Trigonometric Double Angle Formulas

[stevo_evo_22]

Hi everyone!

Here is the question I am stuck on:

Find the value of theta and state any restrictions on the value of theta: {theta:cos2theta=cos^2theta}, 0_<_theta_<_2pi.

(Sorry if you can't understand the question, i'm not used to using math tags)

I have solved for costheta and worked it out to be 1 (or at least I think) but when it come to giving the value of theta, i only get 0 and 2pi. The book's answer also includes 3pi/2. Where have I gone wrong?

Thanks in advance,
Steven

 

[royhaas]

You ignored $\displaystyle \cos(\theta) = - 1$.

 

[soroban]

Hello, Steven!

Roy is absolutely correct . . .

Find the value of $\displaystyle \theta$ and state any restrictions on $\displaystyle \theta$

. . \(\displaystyle \cos2\theta \:=\:\cos^2\!\theta},\qquad 0\,\leq \,\theta \,<\,2\pi\)

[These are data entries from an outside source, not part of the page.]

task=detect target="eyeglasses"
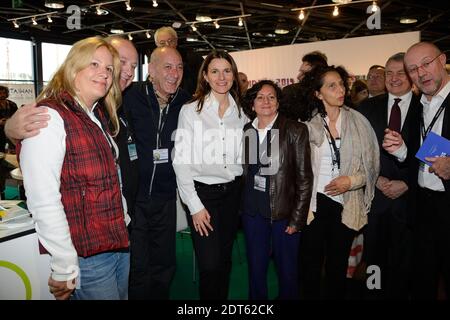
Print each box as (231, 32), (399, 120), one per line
(157, 38), (177, 47)
(406, 54), (442, 75)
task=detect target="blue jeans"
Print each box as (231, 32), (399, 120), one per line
(72, 250), (130, 300)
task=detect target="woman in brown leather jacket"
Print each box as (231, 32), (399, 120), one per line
(241, 79), (313, 300)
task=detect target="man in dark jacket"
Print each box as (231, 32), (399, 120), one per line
(359, 52), (420, 299)
(383, 42), (450, 299)
(124, 46), (191, 300)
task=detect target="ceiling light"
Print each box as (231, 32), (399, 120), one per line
(125, 1), (131, 11)
(145, 31), (151, 39)
(13, 20), (19, 28)
(32, 17), (38, 25)
(238, 17), (243, 27)
(172, 21), (182, 28)
(44, 1), (64, 9)
(332, 6), (339, 17)
(152, 0), (158, 7)
(370, 1), (379, 12)
(400, 18), (418, 24)
(332, 0), (352, 3)
(274, 20), (289, 34)
(110, 27), (124, 34)
(128, 33), (133, 40)
(196, 13), (212, 22)
(47, 15), (53, 23)
(298, 10), (305, 20)
(191, 24), (197, 31)
(186, 36), (198, 42)
(214, 20), (220, 29)
(96, 6), (108, 15)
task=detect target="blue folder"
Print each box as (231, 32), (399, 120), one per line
(415, 132), (450, 166)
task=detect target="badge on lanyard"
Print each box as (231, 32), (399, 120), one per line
(254, 174), (266, 192)
(153, 148), (169, 163)
(128, 142), (138, 161)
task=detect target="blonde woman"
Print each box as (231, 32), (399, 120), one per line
(19, 37), (129, 300)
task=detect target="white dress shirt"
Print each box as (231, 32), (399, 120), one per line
(418, 80), (450, 191)
(251, 113), (278, 142)
(20, 104), (124, 282)
(173, 93), (248, 215)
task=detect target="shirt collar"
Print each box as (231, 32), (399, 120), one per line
(205, 92), (237, 113)
(388, 91), (412, 107)
(252, 113), (279, 130)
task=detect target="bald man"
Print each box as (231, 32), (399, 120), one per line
(383, 42), (450, 299)
(153, 26), (203, 96)
(123, 47), (191, 300)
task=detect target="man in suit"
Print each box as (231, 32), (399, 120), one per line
(366, 65), (386, 98)
(359, 52), (420, 299)
(383, 42), (450, 299)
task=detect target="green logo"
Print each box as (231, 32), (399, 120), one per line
(0, 260), (32, 300)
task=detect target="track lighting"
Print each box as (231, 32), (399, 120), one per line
(298, 10), (305, 20)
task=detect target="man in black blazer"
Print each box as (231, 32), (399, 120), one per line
(383, 42), (450, 299)
(359, 52), (420, 299)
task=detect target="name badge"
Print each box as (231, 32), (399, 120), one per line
(153, 148), (169, 164)
(254, 175), (266, 192)
(128, 143), (138, 161)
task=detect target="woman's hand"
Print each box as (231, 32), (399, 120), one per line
(324, 176), (351, 196)
(48, 276), (75, 300)
(285, 225), (298, 235)
(192, 208), (213, 237)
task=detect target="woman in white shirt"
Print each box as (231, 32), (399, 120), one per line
(173, 50), (247, 300)
(298, 65), (379, 299)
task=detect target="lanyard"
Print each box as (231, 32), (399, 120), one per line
(420, 102), (446, 141)
(255, 128), (272, 174)
(96, 109), (118, 165)
(323, 118), (340, 169)
(145, 84), (172, 148)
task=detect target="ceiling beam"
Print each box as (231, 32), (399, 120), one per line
(164, 0), (215, 49)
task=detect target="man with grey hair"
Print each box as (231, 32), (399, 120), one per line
(153, 26), (203, 96)
(359, 52), (420, 299)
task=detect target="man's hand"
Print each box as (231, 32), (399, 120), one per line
(192, 208), (213, 237)
(5, 103), (50, 143)
(382, 129), (404, 154)
(48, 276), (75, 300)
(376, 176), (390, 192)
(383, 180), (408, 199)
(426, 157), (450, 180)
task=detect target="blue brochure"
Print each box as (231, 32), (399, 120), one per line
(415, 132), (450, 166)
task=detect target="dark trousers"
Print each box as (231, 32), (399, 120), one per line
(187, 178), (241, 300)
(242, 213), (300, 300)
(364, 194), (412, 299)
(300, 193), (356, 300)
(128, 197), (176, 300)
(412, 187), (450, 300)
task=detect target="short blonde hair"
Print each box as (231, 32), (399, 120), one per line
(154, 26), (177, 46)
(38, 36), (122, 136)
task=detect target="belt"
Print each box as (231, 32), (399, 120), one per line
(194, 176), (242, 191)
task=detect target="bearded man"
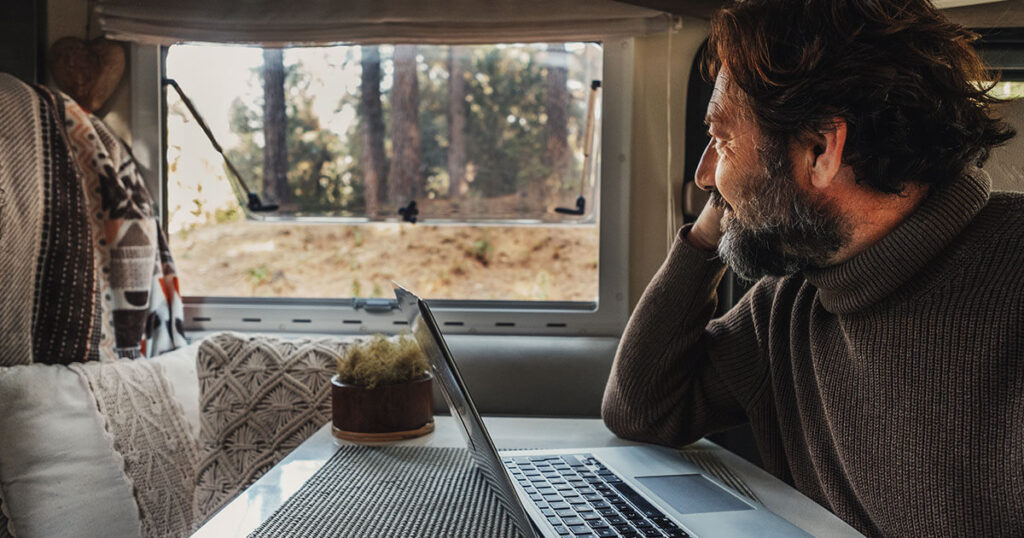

$\displaystyle \text{Use the identity: }\:\cos2\theta \:=\:2\cos^2\!\theta - 1$

$\displaystyle \text{The equation becomes: }\:2\cos^2\!\theta - 1 \:=\:\cos^2\!\theta \quad\Rightarrow\quad \cos^2\!\theta \:=\:1 \quad\Rightarrow\quad \cos\theta \:=\:\pm1$


. . $\displaystyle \text{Then: }\:\cos\theta\:=\:1 \quad\Rightarrow\quad \theta \:=\:0$

. . $\displaystyle \text{And: }\:\cos\theta \:=\:\text{-}1 \quad\Rightarrow\quad \theta \:=\: \pi$

Edit: corrected my (really stupid) errors.
Thanks for pointing them out, masters!
.

 

[stevo_evo_22]

Of course! Thankyou to both of you! I will remember next time about square-rooting cosine! Thanks!!!!